Second, in September 2019 the Medicines and Healthcare products Regulatory Agency (MHRA) issued this Drug Safety Update, "Fingolimod (Gilenya▼): increased risk of congenital malformations; new contraindication during pregnancy and in women of childbearing potential not using effective contraception", which had this summary at the start:
Fingolimod is associated with an increased risk of major congenital malformations including cardiac, renal, and musculoskeletal defects, when used in pregnancy.

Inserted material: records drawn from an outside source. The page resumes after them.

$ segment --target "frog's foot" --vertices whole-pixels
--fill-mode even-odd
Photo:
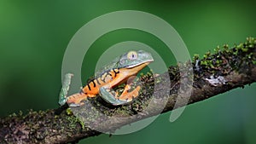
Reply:
[[[121,94],[120,96],[118,97],[120,101],[126,101],[127,102],[131,101],[134,98],[136,98],[138,95],[138,92],[141,89],[140,86],[137,86],[135,89],[133,89],[131,92],[128,92],[128,90],[131,89],[131,86],[127,84],[124,89],[124,92]]]
[[[137,86],[135,89],[131,92],[128,92],[131,89],[131,86],[127,84],[124,89],[124,92],[121,94],[120,96],[118,96],[118,93],[115,93],[115,95],[113,94],[114,91],[110,90],[106,88],[100,88],[100,95],[108,102],[111,103],[112,105],[118,106],[118,105],[124,105],[128,102],[131,102],[133,98],[138,95],[138,91],[140,90],[140,86]]]
[[[68,96],[67,99],[67,103],[69,107],[79,107],[84,105],[84,103],[81,101],[86,100],[87,95],[84,93],[78,93]]]

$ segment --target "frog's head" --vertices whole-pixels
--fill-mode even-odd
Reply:
[[[150,53],[143,50],[132,50],[121,55],[119,61],[119,67],[131,68],[144,63],[149,63],[153,60],[154,59]]]

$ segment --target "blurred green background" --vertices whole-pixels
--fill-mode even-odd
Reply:
[[[170,23],[185,42],[190,55],[213,51],[217,45],[232,45],[256,37],[256,1],[0,1],[0,117],[20,110],[45,110],[58,107],[61,62],[67,44],[84,24],[117,10],[141,10]],[[155,37],[131,30],[113,32],[92,45],[84,61],[82,79],[99,53],[122,41],[165,45]],[[166,48],[167,49],[167,48]],[[89,67],[89,68],[88,68]],[[101,135],[79,143],[246,143],[256,142],[256,84],[236,89],[188,106],[174,123],[170,112],[147,128],[129,135]]]

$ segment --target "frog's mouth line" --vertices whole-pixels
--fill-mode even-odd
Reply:
[[[142,64],[144,64],[144,63],[147,63],[147,62],[152,62],[152,61],[154,61],[154,60],[146,60],[146,61],[142,61],[142,62],[140,62],[140,63],[137,63],[137,64],[135,64],[135,65],[130,65],[130,66],[128,66],[126,68],[132,68],[132,67],[135,67],[135,66],[139,66],[139,65],[142,65]]]

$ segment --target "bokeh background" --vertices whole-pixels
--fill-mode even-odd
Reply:
[[[0,1],[0,117],[20,110],[58,107],[61,62],[74,33],[102,14],[141,10],[170,23],[189,54],[202,55],[217,45],[232,45],[256,37],[256,1]],[[138,41],[154,48],[173,65],[165,45],[155,37],[119,30],[100,37],[88,52],[83,80],[93,74],[96,56],[123,41]],[[167,48],[166,48],[167,49]],[[256,84],[236,89],[188,106],[174,123],[170,112],[147,128],[124,135],[101,135],[79,143],[245,143],[256,142]]]

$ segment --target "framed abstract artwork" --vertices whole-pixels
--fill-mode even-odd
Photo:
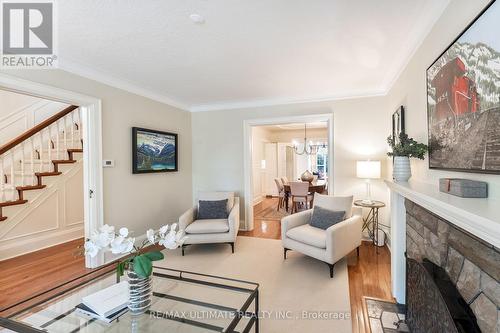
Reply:
[[[178,170],[177,134],[132,127],[132,173]]]
[[[427,69],[429,167],[500,174],[500,1]]]
[[[392,114],[392,139],[399,142],[399,134],[405,133],[405,108],[400,106]]]

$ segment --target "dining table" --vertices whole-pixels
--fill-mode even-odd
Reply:
[[[309,182],[309,193],[323,193],[326,190],[326,180],[318,179]],[[283,184],[283,190],[285,192],[285,209],[288,212],[288,198],[292,195],[290,190],[290,183]],[[314,199],[313,199],[314,200]]]

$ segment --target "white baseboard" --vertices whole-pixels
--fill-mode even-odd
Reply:
[[[32,235],[28,241],[6,242],[0,246],[0,260],[18,257],[83,237],[83,225],[79,225],[67,230]]]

Women of childbearing potential must use effective contraception during fingolimod treatment and for 2 months after discontinuation.
In connection with those actions by European drug safety regulators, Novartis Pharmaceuticals UK Ltd. sent out a Direct Healthcare Professional Communication titled "Gilenya ▼ (fingolimod) – New contraindication in pregnant women and in women of childbearing potential not using effective contraception".
As an aside, one wonders why there has been no FDA action regarding this Gilenya birth defects issue and why there has been no "Dear Doctor Letter" about pregnant women using Gilenya sent out by Novartis Pharmaceuticals Corporation in the US as of this date (i.e., December 19, 2019).
We will continue to monitor this developing drug safety issue involving Gilenya birth defects, specifically the increased risk of major congenital malformations, including congenital heart disease such as atrial septal defect, renal / kidney abnormalities, and musculoskeletal abnormalities.